Tales of a Seasoned Broker

In 1990 my family spent Pesach at a hotel on the banks of the Kinneret (Sea of Galilee) and ever since, with only one exception, we continued year after year making our Pesach Seder at the same hotel. My mother in law, may she live and be well, turned 100 a few months ago and we felt a trip to Northern Israel would not be in her best interest.. In consultation with our children, the family decided we would make our own Pesach program and bring everyone to Teaneck for the holiday. All good things must come to an end, right?  I have never done this before and as with all great undertakings, this will require much preparation and planning to ensure success (I am not including the covid pandemic years when we were all forced to Seder in Place, as no one had guests and preparations were at a bare minimum)!

And so the Pesach transformation begins! But this is not a column focused on cooking so I won’t share with you my grandmother’s recipe for Charoset, nor are we in the weekly Torah portion section so I won’t be sharing the proper amounts of matzah one must eat.  In this column we are primarily concerned with real estate and it’s the “transformation” of our homes for the Passover holiday that we will focus on. 

All year long we abide by certain norms and standards. A dining room is a dining room and an office is an office. But not necessarily on Pesach.
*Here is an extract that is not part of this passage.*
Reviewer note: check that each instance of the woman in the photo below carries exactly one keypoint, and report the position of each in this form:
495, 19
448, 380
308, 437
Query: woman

No other holiday, I believe, has the ability to change the way we view our homes as do these 7 (8) days. On Pesach the dining room is the staging area, the living room is the dining room and the office is a first floor guest bedroom for the guest of honor. Let me explain.

 The home I live in is a classic Teaneck colonial built some time in the 40’s.  The living room is  much larger and better fit for our family to host the Seder than the dining room.  After speaking to the “hotel operator” we  upgraded our private seder from the dining room to the much grander, more spacious living room with one caveat.  Management promised that the room itself would be updated. Why I thought this would be a good time to refinish my hardwood floors and paint the walls is beyond me. However, aside from the beautiful facelift, I have learned a valuable lesson about the versatility of my home and homes in general.  

How many times have I seen buyers prematurely dismiss a house because the “public” rooms were not large enough and though their  children were mere toddlers it was unclear where the future “L’Chaim” would be held (put up a tent!). The location of a home cannot be changed but with some imagination solutions for interior space can be modified.  We think we found the “transformation” that will work for our family and while we’re still a few weeks away from the opening of the Polak Pesach Program we’re confident that  our home will be used to its maximum potential.